American baseball player (born 2009)

Jared Adam Grindlinger (born April 16, 2009) is an American professional baseball outfielder in the Los Angeles Angels organization.

==Amateur career==
Grindlinger attended Huntington Beach High School in Huntington Beach, California. He played for the United States national under-15 baseball team in 2024 and for the United States national under-18 baseball team in 2025. On September 6, 2025, he was a part of a combined no-hitter with Carson Bolemon versus Chinese Taipei in a 4-0 win, the fourth no-hitter in 18U National Team history. He had a 5-0 record, a 0.84 ERA, and 34 strikeouts across 32 1/3 innings for Huntington Beach in 2025. Originally set to graduate from high school in 2027, Grindlinger reclassified to the class of 2026. In 2026, he helped lead Huntington Beach to a Southern California Regional Division I title. He finished the season with a .376 batting average with ten doubles alongside pitching to a 6-0 record, a 0.85 ERA and 66 strikeouts. He was invited to attend the 2026 MLB Draft Combine at Chase Field.

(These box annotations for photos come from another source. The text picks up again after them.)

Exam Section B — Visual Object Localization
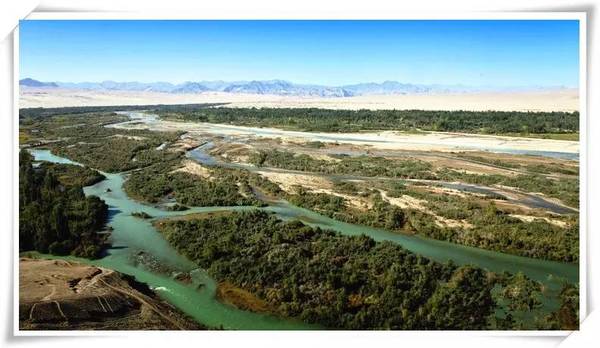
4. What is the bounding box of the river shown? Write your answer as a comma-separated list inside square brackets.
[30, 150, 578, 330]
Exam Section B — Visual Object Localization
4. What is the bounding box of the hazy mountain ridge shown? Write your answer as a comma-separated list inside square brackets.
[19, 78, 566, 97]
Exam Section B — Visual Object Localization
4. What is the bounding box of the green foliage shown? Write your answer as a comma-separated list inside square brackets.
[123, 163, 260, 206]
[159, 211, 494, 330]
[156, 107, 579, 134]
[40, 162, 106, 187]
[539, 283, 579, 330]
[19, 151, 108, 258]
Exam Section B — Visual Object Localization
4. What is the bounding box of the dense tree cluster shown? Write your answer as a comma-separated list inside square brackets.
[40, 162, 106, 187]
[19, 151, 108, 258]
[155, 107, 579, 134]
[540, 283, 579, 330]
[123, 167, 259, 206]
[159, 211, 494, 330]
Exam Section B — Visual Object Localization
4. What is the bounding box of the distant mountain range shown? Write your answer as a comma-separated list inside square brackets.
[19, 78, 565, 97]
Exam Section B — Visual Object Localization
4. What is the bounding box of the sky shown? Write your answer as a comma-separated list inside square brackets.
[19, 20, 579, 87]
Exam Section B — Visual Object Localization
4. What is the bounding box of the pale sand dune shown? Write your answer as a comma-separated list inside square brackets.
[19, 88, 579, 111]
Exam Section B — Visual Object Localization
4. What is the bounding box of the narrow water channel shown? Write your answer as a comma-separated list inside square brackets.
[31, 150, 579, 330]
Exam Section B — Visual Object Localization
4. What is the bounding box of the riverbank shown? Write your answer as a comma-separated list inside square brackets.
[19, 257, 205, 330]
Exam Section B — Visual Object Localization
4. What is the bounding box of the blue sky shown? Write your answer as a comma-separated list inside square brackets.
[20, 20, 579, 87]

Grindlinger committed to play college baseball for the Tennessee Volunteers.

==Professional career==
Grindlinger was selected by the Los Angeles Angels with the 12th overall pick in the 2026 Major League Baseball draft as an outfielder. He later signed with the Angels for a signing bonus of $5.8 million.

==Personal life==
Grindlinger has two older brothers. His oldest brother, Brad, played college baseball at Long Beach State University. His other brother, Trent, plays college baseball at the University of Tennessee.